Dividing Secured Claims from Under-Secured Claims: A History

A dividing line

By: Donald L Swanson

There are things we take for granted in bankruptcy cases: like concepts of fresh start and of absolute priority and of adequate protection. But the source of such concepts is often murky.

One of those take-for-granted things is this: the division of a secured claim into, (i) an allowed secured claim that gets paid in bankruptcy, and (ii) an allowed under-secured claim that, typically, does not.  And the division can be based on an appraised value.

This division happens in bankruptcy all the time.  And we take it for granted.

But taking it for granted hasn’t always been the case.  Here is some history.

Dividing Under-Secured Claims from Secured Claims

The source for dividing under-secured claims into an allowed secured claim and a general unsecured claim is this:

a U.S. Supreme Court opinion arising out of the Great Depression, Wright v. Union Central Ins. Co., 311 U.S. 273 (1940).

The debtor in Wright v. Union Central is a financially strapped farmer who owns a 200 acre tract of farmland at bankruptcy filing.  His case is filed under § 75 of the Bankruptcy Act of 1898.

The “narrow issue” considered by the Supreme Court in Wright v. Union Central is this:

“whether under § 75(s)(3)” of the Bankruptcy Act, “the debtor must be accorded an opportunity, on his request, to redeem the property” at “a value fixed by the court before the court may order a public sale.”

Bankruptcy Court and Appellate Court

The debtor asks, under § 75, to (i) have the land appraised, (ii) redeem the land at the appraised value, and (ii) discharge any deficiency.

The bankruptcy court holds a trial. Then, it finds: (i) the amount owed by debtor to respondent is $15,903.68, and (ii) the value of the property securing that debt is $6,000. The bankruptcy court also finds that debtor provided no evidence of an ability to refinance the property at the appraised value. So, it orders that the property be sold at public sale to the highest bidder, that respondent be allowed to credit bid at the sale, and that debtor be barred from all equity of redemption.

Debtor appeals, and the U.S. Circuit Court of Appeals affirms.

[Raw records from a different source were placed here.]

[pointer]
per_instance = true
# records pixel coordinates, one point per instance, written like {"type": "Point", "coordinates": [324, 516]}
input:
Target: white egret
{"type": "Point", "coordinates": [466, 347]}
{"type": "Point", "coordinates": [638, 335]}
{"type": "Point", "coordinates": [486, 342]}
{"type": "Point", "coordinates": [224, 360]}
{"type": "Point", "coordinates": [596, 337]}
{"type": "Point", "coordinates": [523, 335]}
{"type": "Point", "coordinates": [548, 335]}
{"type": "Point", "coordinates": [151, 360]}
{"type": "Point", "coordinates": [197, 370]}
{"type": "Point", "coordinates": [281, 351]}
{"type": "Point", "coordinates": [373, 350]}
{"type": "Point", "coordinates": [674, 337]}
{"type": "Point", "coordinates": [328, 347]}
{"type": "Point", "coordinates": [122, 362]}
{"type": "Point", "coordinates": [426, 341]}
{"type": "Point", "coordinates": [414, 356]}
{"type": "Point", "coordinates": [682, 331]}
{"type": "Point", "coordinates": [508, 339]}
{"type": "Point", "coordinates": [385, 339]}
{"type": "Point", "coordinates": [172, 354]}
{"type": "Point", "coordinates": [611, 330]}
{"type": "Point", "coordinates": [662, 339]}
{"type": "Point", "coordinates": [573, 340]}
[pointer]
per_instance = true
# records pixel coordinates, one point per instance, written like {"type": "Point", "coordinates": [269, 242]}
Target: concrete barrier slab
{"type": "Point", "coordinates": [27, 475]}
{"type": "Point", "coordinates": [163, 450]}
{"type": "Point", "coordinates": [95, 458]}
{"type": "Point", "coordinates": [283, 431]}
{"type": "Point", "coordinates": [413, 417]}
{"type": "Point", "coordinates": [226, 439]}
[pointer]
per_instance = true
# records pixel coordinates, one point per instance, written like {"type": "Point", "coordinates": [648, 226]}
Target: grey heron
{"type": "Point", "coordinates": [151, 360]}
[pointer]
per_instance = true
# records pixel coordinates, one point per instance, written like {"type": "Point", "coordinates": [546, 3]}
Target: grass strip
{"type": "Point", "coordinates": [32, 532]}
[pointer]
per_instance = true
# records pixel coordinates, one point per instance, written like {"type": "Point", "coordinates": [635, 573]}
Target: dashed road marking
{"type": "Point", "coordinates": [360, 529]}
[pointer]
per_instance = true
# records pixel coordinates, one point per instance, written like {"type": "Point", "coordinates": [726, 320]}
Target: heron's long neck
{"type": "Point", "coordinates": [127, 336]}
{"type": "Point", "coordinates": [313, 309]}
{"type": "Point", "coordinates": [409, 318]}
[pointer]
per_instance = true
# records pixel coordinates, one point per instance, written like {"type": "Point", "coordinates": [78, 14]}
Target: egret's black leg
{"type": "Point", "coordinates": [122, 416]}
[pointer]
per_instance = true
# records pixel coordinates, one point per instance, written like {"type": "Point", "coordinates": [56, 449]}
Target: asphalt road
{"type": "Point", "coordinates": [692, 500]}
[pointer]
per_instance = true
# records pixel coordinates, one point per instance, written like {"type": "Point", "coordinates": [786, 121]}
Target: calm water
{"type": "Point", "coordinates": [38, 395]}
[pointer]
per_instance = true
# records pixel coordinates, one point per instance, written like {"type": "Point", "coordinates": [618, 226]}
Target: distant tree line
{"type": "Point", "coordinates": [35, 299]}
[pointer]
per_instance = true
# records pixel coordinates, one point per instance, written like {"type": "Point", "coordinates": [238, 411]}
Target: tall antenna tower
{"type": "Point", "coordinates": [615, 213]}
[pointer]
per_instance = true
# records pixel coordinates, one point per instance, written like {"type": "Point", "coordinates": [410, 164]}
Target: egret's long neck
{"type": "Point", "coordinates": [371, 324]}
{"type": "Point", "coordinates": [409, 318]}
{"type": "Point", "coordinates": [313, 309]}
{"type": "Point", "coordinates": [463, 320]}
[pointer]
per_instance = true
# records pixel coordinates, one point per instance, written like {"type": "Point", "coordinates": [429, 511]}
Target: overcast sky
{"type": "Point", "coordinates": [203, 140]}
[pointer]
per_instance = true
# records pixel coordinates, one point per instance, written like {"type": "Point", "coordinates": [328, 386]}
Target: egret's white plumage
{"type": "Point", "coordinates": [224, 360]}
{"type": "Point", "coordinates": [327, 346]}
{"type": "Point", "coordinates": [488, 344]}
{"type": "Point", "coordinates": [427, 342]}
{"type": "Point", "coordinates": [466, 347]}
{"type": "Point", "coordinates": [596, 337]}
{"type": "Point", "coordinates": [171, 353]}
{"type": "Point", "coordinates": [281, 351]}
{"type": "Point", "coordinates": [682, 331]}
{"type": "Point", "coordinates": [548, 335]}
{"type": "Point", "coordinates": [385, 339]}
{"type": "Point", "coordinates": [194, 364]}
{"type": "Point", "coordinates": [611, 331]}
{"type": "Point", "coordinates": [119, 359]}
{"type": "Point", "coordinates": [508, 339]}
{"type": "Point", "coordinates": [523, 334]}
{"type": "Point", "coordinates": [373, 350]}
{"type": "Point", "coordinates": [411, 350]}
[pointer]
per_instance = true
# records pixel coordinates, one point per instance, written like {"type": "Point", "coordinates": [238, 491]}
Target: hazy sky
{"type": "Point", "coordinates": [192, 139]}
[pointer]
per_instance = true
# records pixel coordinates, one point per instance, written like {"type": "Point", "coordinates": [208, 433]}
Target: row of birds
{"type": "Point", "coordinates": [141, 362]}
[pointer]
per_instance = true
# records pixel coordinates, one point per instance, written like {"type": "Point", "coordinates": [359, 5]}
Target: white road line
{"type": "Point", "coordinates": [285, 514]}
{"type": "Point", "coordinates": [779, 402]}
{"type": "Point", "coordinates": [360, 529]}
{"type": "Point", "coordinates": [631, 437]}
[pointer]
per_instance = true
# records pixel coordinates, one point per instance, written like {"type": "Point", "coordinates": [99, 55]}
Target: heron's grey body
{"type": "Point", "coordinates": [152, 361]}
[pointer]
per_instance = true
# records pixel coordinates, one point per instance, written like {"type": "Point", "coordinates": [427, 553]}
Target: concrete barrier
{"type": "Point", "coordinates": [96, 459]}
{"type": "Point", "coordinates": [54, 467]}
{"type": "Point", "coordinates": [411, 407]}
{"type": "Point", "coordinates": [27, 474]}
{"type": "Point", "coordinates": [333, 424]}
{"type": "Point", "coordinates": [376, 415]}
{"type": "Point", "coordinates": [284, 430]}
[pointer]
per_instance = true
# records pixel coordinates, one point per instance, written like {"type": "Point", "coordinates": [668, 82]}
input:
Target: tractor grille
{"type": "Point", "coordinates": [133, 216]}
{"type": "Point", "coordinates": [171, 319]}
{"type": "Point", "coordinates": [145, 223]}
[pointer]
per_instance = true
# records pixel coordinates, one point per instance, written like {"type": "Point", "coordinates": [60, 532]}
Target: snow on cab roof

U.S. Supreme Court Reversal

Debtor appeals again. The U.S. Supreme Court grants certiorari and reverses. Here’s why:

  • “We think that the denial of an opportunity for the debtor to redeem at the value fixed by the court before ordering a public sale was error.”
  • § 75(s)(3) of the Bankruptcy Act provides two seemingly inconsistent things—(i) it allows a debtor to pay into court the appraised amount to redeem the property, and (ii) it provides that “upon request in writing by any secured creditor or creditors, the court shall order the property upon which such secured creditors have a lien to be sold at public auction.”
  • The granting of a request for a public sale, under this statute, is mandatory—but so is the granting of a request for a valuation at which the debtor may redeem.
  • Yet a reconciliation of these seemingly inconsistent remedies is not difficult because of the purposes of the Act—(i) the Act effectuates “a broad program of rehabilitation of distressed farmers,” and (ii) the Act provides safeguards “to protect the rights of secured creditors . . . to the extent of the value of the property.”
  • “There is no constitutional claim of the creditor to more than that.”
  • And so long as the value of the collateral is protected, the creditor is in no position to insist that doubts or ambiguities in the Act be resolved in its favor and against the debtor.
  • “Rather, the Act must be liberally construed to give the debtor the full measure of the relief afforded by Congress . . . lest its benefits be frittered away by narrow formalistic interpretations which disregard the spirit and the letter of the Act.”
  • “Equal protection to debtor and creditor alike can be afforded only by holding that the debtor’s request for redemption pursuant to the procedure prescribed in the first proviso of § 75(s) (3) cannot be defeated by a request of a secured creditor for a public sale under the second proviso.”
  • Under our construction—(i) “the debtor will be given the benefit of an express mandate of the Act,” and (ii) “the creditor will not be deprived of the assurance that the value of the property will be devoted to the payment of its claim.”

Today’s Bankruptcy Code

Accordingly, when the drafters of the Bankruptcy Code of 1978 crafted provisions like 11 U.S.C. § 506 (“Determination of secured status”), they did two things:

  1. They embraced and enacted the appraised value / redemption concepts articulated by the U.S. Supreme Court in Wright v. Union Central; and
  2. They articulated a liberal construction concept that gives the debtor “the full measure of the relief afforded by Congress” and rejects “narrow” and “formalistic interpretations” that might jeopardize such rights.


Here’s wishing the U.S. Supreme Court, over the past four decades, had spent more time relying on opinions like Wright v. Union Central to effectuate Congress’s efforts, instead of acting to restrict and stifle such efforts.